Леонидов был страстным книжником и знал по имени-отчеству всех букинистов Москвы. Он собирал издания "Академии" и книги по театру, а я поэзию. Мы, так сказать, не были конкурентами (да и возможности у нас были, разумеется, разные), и после занятий - а Леонид Миронович репетировал с нами "Плоды просвещения", где я исполнял роль гипнотизера Гроссмана - он иногда, если был в хорошем настроении, предлагал мне:

- Пройдемся, Саня, по книжкам? Один из таких походов я запомнил особенно хорошо, этот пронзительный весенний день - с холодным ветром и ярким солнцем. Только что, на занятиях, Леонидов похвалил меня за какой-то этюд - и теперь я шагал рядом с ним, возбужденный, радостный, и без умолку трещал о ролях, которые я мечтаю сыграть.

Я не слишком утруждал свою фантазию, а просто, почти без изменений, повторял репертуар легендарного провинциального актера на амплуа

"неврастеников" Павла Орленева, мемуарами которого мы все тогда зачитывались: Треплев в "Чайке", Освальд в "Привидениях" Ибсена, "Орленок" Ростана.

Леонидов шагал, посмеиваясь - большой, грузный, постукивал палкой. А потом он вдруг остановился, положил руку мне на плечо и сказал:

- Вот что... Ты теперь уже взрослый, на второй курс переходишь... Можешь попросить завтра в канцелярии - скажи, что я разрешил, - свое заявление о приеме и мою на нем резолюцию? Почитай!..

...Я держал в руках свое заявление, я читал и перечитывал надпись, сделанную Леонидовым, - красным карандашом, крупным, угловатым, каким-то готическим почерком:

- "ЭТОГО принять обязательно! Актера не выйдет, но что-нибудь получится! Л. М."

Сердце мое было разбито. На несколько дней. Свойственное мне до седых волос легкомыслие и вера в то, что все еще как-то обернется к лучшему, заставили меня усомниться в справедливости слов Леонидова.

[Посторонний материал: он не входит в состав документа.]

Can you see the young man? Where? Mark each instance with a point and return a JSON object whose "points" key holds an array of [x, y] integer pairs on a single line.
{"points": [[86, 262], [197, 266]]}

Я пробыл в Студии еще целых три года.

...Странное это было заведение - последняя Студия гениального мастера, последнее детище величайшего актера и режиссера, одного из основателей Московского Художественного театра, создателя прославленной и изучаемой во всем мире "Системы Станиславского".

Странное это было заведение, очень странное!

Ну, например, - едва ли не треть педагогов Студии состояла из близких и не очень близких родственников самого Константина Сергеевича Станиславского. Предмет "Мастерство художественного чтения" вела Зинаида Сергеевна Соколова - несостоявшаяся актриса, родная сестра Станиславского. Брат - милейший старик - Владимир Сергеевич Алексеев занимался с нами и вовсе загадочной дисциплиной - правилами истинно-московского произношения.

Был Владимир Сергеевич рассеян до чрезвычайности. Однажды мы поднимались с ним вместе из гардероба на второй этаж, где находились учебные классы Студии.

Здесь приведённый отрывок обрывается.